Page 2 of 2 FirstFirst 12
Results 11 to 15 of 15

Thread: How to avoid double allocation on CPU

  1. #11
    Senior Member
    Join Date
    Aug 2011
    Posts
    271

    Re: How to avoid double allocation on CPU

    Quote Originally Posted by CNugteren
    First of all, thank you for your very long and thorough responses, it is greatly appreciated.

    ...

    I understand. I'm targeting an Intel CPU only, no GPUs involved at any point. I'm
    Ok. I just find that puzzling There are probably easier ways to parallelise code if you only have a CPU to work on.

    I understand all that, I do have some experience programming CUDA and OpenCL for GPUs. The only thing I'm trying to do now is to omit the memory copies on the CPU.
    Just as an intellectual exercise?

    This is what I understand, please correct me if I'm wrong:
    * If I have a memory object which is created using 'CL_MEM_USE_HOST_PTR', it is meant to be accessed by the accelerator only (read/write).
    * After I've created such an object, I should not access the host version of it, as it contains undefined data.
    Well it depends on who is writing to it and the read/write flags, but in general where both sides are writing, then yes.
    * If I map the memory object, it is accessible by the host from that point on (either for read or write, specified as a flag to the API call), but the accelerator should not access it anymore, as it contains undefined data from accelerator perspective.
    Again, it depends on who is writing it. If you're only mapping it for read then both sides can still read it.
    * If I unmap the memory object, it goes back to the state it previously was (accessible by the accelerator, not by the host).
    Well the heap memory wont be unmapped from the process: you will still have access to it. It's just that if you subsequently invoke a kernel, and have written to it in the mean-time, there's no guarantee the kernel will get any of those writes.

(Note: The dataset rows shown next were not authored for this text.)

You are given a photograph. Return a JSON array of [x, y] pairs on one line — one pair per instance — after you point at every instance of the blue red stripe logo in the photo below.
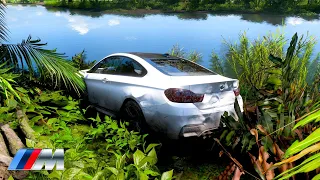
[[35, 159]]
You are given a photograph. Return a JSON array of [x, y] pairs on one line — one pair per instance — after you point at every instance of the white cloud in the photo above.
[[130, 38], [294, 21], [58, 14], [18, 7], [12, 19], [39, 13], [113, 22]]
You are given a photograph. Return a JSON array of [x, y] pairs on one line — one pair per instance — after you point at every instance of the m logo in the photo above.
[[35, 159]]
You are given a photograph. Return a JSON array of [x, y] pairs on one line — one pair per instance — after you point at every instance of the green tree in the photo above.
[[39, 63]]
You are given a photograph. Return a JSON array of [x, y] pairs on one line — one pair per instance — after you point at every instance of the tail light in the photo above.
[[183, 95], [236, 88]]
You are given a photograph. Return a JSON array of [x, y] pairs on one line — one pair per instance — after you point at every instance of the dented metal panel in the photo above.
[[173, 119]]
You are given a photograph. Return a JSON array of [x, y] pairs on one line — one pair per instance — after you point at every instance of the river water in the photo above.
[[100, 34]]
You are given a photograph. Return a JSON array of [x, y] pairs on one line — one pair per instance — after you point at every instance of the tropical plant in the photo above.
[[43, 64], [79, 61], [307, 148], [283, 99]]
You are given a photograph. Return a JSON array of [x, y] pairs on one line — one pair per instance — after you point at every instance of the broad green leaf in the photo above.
[[167, 175], [143, 176], [98, 175], [317, 177], [297, 166], [70, 173], [11, 103], [36, 118], [138, 156], [304, 169], [150, 146], [299, 146], [120, 175], [151, 172], [153, 155], [113, 170]]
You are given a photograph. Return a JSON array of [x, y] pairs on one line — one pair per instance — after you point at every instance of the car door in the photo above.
[[127, 80], [97, 81]]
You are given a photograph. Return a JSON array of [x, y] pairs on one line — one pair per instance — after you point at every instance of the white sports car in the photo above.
[[169, 94]]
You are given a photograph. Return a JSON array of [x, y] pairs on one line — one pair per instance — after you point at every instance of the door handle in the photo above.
[[105, 80]]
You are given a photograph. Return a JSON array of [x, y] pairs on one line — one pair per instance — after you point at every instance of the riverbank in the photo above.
[[147, 7]]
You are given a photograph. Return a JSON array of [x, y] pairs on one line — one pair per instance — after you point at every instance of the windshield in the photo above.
[[179, 67]]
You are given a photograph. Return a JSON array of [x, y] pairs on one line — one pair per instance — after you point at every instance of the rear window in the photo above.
[[179, 67]]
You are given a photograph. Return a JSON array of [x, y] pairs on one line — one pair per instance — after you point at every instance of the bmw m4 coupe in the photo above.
[[168, 94]]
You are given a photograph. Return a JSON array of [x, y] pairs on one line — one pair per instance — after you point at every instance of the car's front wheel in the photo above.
[[132, 113]]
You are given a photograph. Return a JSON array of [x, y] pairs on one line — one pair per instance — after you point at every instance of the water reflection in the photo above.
[[102, 33]]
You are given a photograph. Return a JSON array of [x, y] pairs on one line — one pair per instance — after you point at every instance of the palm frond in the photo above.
[[6, 80], [3, 27], [47, 64]]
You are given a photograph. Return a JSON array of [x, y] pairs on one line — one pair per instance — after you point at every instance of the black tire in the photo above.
[[132, 113]]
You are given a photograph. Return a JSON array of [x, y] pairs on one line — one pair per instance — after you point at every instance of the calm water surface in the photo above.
[[101, 34]]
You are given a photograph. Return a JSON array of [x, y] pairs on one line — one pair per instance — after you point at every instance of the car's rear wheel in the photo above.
[[132, 113]]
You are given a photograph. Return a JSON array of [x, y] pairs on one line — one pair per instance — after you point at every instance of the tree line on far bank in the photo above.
[[285, 6]]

    If you're only reading a result or never use it for a kernel, the data will stay around and be valid after you unmap it.
    Therefore, I print inside this map/unmap region (and at various other places), but it does not seem to work. I've made a link to the full version of the code here: http://dl.dropbox.com/u/26669157/opencl-cpu.tar.gz (I'm not asking you to go through the code, but maybe somebody is interested anyway - the printf is in line 247 of the example6_host.c file).
    245 void* pointer_to_B = clEnqueueMapBuffer(bones_queue,device_B,CL_TRUE,CL _MAP_READ,(N * 1)*sizeof(int),0,0,NULL,NULL,&bones_errors); error_check(bones_errors);

    This looks wrong, you're passing the size as the offset, and mapping 0 bytes. i.e. pointer_to_B should end up being &B[N*4], not &B[0]

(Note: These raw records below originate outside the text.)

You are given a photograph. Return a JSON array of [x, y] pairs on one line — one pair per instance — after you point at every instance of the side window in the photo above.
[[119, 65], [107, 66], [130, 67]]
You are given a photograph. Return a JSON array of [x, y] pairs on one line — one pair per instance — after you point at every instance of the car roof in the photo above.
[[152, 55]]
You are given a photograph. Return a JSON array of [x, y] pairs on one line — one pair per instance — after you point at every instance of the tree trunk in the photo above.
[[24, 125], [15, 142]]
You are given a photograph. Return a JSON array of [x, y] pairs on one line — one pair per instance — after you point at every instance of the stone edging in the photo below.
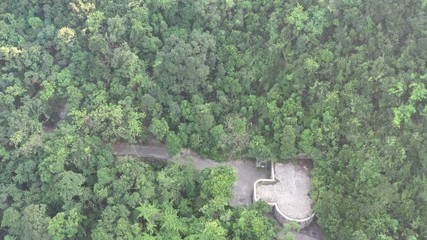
[[278, 214]]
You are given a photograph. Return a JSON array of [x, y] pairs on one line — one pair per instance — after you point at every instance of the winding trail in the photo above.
[[247, 172]]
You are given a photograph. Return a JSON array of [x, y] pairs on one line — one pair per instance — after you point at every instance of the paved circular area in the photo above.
[[289, 191]]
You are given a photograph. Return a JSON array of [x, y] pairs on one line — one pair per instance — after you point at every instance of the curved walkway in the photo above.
[[246, 170]]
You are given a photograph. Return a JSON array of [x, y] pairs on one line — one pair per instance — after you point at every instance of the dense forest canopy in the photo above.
[[342, 81]]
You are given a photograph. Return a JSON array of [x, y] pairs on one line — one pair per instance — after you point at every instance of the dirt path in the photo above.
[[247, 172]]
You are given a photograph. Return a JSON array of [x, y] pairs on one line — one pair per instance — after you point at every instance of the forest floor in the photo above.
[[247, 174]]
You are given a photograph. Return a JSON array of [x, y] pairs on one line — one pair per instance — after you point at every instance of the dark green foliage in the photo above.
[[341, 81]]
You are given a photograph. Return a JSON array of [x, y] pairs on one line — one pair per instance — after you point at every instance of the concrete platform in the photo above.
[[287, 190]]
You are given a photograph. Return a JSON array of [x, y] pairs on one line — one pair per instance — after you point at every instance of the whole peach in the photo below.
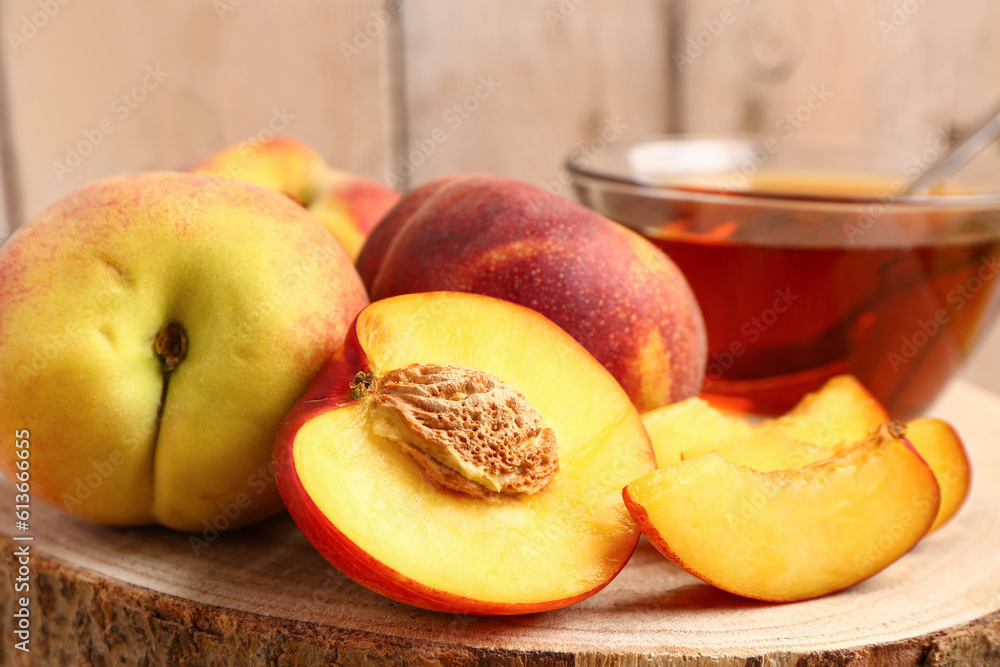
[[621, 297]]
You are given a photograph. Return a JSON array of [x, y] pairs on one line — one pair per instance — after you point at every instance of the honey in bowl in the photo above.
[[802, 276]]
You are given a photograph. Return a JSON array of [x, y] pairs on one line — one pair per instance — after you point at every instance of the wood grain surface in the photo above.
[[152, 596], [108, 88]]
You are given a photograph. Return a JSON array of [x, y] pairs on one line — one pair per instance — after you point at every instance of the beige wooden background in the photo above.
[[89, 89]]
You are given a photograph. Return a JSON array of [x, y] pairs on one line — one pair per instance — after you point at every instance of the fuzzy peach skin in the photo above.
[[262, 293], [348, 205], [621, 297]]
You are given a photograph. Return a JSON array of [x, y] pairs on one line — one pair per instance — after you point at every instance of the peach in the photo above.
[[348, 205], [154, 332], [944, 452], [790, 534], [442, 462], [613, 291], [840, 413], [820, 425]]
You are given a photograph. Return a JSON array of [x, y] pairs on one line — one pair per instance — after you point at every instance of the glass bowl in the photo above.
[[808, 260]]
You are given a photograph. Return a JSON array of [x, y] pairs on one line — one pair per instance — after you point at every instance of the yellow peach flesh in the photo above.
[[793, 534], [568, 539]]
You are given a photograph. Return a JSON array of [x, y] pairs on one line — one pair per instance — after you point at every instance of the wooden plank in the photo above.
[[902, 68], [111, 87], [510, 87], [154, 596]]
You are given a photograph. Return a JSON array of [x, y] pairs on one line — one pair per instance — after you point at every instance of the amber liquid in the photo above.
[[792, 298]]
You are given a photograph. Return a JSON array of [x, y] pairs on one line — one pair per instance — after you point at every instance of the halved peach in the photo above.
[[792, 534], [461, 453]]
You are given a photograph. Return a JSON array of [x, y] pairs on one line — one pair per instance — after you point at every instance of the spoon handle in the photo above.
[[958, 155]]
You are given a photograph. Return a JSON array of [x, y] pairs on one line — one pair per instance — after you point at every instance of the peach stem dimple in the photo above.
[[171, 346]]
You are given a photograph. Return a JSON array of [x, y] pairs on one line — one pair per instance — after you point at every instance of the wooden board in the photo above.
[[560, 74], [106, 88], [262, 596]]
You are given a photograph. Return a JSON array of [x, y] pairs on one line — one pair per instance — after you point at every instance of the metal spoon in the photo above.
[[957, 156]]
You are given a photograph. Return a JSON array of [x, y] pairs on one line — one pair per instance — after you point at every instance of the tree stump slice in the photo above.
[[263, 596]]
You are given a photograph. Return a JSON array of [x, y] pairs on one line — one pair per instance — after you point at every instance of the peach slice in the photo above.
[[689, 424], [841, 412], [944, 452], [791, 534], [461, 453], [771, 449]]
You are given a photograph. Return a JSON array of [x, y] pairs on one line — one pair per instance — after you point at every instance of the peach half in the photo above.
[[790, 534], [461, 453]]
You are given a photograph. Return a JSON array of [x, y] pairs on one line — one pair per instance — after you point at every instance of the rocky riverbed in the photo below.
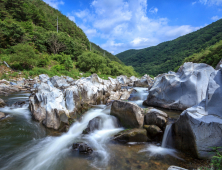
[[108, 114]]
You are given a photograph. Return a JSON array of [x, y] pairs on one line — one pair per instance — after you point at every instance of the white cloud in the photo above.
[[211, 2], [125, 25], [54, 3], [153, 10], [215, 18], [71, 17]]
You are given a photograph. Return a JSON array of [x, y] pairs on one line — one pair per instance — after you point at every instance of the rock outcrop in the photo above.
[[60, 98], [48, 106], [180, 90], [132, 135], [130, 115], [145, 81], [155, 117], [199, 127], [82, 148], [2, 103]]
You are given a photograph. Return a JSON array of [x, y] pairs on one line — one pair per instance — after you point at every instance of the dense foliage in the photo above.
[[102, 52], [29, 42], [94, 63], [169, 55], [211, 55]]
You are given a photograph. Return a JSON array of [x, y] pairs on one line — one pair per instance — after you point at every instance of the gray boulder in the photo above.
[[130, 115], [199, 127], [132, 135], [2, 103], [48, 106], [180, 90], [155, 117], [43, 78], [59, 82], [153, 130], [145, 81]]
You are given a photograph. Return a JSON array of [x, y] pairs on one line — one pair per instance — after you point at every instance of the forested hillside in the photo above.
[[29, 42], [211, 55], [102, 52], [169, 55]]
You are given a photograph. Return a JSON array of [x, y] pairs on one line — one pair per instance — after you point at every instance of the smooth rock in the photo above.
[[180, 90], [130, 115], [155, 117], [2, 103], [145, 81], [94, 124], [59, 82], [198, 128], [132, 135], [48, 105], [2, 115], [152, 130], [82, 148], [43, 78]]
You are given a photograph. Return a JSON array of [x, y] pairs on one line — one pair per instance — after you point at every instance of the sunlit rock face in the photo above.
[[180, 90], [199, 127], [130, 115], [60, 98]]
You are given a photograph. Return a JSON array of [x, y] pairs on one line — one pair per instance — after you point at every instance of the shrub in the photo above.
[[24, 55]]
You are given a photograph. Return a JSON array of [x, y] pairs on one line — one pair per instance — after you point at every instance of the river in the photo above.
[[27, 145]]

    (another example of why actual source is much better than fragments/discussions).
    A small question to end with: why do I want to 'unmap' the object? After my OpenCL kernel has ran I will do a lot of computations on the resulting data outside of OpenCL, no kernels anymore. Ideally I just want to 'map' the object directly after the kernel has ended to give it back to the CPU and never 'unmap' it. That doesn't seem to be possible, as the 'map' requires you to specify either read or write.

    Thanks again for the help!
    Because it's part of the api? You've effectively allocated a resource and it's just a resource management issue.

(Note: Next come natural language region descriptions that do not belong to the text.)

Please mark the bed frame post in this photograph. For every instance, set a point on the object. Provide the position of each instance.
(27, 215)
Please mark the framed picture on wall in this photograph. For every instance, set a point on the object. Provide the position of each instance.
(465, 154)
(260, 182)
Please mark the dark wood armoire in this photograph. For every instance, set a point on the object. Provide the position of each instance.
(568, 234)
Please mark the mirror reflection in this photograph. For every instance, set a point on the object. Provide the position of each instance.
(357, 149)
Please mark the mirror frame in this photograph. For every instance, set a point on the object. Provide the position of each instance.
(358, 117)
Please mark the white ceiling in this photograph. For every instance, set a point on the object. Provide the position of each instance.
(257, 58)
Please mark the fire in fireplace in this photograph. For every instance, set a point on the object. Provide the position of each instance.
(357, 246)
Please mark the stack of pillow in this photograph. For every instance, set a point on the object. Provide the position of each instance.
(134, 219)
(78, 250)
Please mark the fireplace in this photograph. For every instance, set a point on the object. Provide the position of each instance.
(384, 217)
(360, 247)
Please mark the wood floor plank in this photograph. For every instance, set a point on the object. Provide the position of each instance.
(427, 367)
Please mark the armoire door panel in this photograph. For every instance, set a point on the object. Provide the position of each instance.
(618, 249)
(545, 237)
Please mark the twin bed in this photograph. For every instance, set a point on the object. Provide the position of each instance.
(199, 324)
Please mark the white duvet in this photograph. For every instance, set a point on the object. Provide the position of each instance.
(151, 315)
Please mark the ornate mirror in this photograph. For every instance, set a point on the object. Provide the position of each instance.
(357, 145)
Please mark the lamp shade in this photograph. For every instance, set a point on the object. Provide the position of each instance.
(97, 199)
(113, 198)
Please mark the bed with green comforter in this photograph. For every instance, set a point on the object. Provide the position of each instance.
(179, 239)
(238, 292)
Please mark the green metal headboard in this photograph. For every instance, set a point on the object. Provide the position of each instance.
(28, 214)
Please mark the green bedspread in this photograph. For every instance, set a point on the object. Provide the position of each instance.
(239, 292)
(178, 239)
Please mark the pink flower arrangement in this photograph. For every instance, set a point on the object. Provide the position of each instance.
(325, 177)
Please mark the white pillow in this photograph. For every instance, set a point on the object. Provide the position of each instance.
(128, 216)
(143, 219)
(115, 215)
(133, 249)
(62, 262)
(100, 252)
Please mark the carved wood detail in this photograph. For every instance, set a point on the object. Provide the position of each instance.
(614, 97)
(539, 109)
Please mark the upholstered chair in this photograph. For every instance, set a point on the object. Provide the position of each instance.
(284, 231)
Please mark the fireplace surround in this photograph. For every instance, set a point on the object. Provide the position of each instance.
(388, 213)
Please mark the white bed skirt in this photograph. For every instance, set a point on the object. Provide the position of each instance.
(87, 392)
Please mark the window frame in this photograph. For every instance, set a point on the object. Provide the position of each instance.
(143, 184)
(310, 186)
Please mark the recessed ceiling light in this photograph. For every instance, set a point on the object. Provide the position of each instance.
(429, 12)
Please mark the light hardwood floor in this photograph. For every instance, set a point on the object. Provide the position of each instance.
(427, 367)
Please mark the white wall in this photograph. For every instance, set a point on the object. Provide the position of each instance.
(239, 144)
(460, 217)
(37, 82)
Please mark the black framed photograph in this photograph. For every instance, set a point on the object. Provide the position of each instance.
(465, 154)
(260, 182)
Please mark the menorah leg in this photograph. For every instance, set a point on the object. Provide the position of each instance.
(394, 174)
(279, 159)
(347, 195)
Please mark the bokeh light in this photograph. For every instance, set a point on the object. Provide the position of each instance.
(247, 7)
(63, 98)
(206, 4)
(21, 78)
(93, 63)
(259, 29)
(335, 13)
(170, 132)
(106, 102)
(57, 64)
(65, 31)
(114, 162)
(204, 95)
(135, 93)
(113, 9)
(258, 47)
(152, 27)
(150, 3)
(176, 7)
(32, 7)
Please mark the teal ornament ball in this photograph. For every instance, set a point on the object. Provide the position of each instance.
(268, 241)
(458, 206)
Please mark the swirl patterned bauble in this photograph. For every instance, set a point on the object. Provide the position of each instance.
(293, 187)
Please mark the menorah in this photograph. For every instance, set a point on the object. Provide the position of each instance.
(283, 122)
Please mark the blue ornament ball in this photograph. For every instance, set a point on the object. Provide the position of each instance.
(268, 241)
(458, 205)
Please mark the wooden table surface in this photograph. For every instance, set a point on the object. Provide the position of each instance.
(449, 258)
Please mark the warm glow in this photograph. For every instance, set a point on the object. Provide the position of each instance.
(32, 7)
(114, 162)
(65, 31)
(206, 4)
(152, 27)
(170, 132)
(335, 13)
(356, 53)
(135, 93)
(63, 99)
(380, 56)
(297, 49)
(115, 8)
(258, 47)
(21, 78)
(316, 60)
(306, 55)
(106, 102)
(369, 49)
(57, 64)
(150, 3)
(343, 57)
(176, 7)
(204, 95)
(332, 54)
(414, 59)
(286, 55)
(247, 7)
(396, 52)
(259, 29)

    But anyway unmapping will work if you are either only reading it, or never using that same buffer ever again in a kernel. If you need to do some processing and subsequently invoke another kernel on it, you will either need to keep the map around during the whole host-side update, or alternatively release the buffer and create a new one when you need it again.

  2. #12
    Senior Member
    Join Date
    Aug 2011
    Posts
    271

    Re: How to avoid double allocation on CPU

    BTW I know you're only investigating but you really don't need all those clFinish() calls.

    If you do a blocking map (or any blocking operation), it will always ensure that particular operation is completely finished implicitly (and by extension, all previous operations on a single, serial queue).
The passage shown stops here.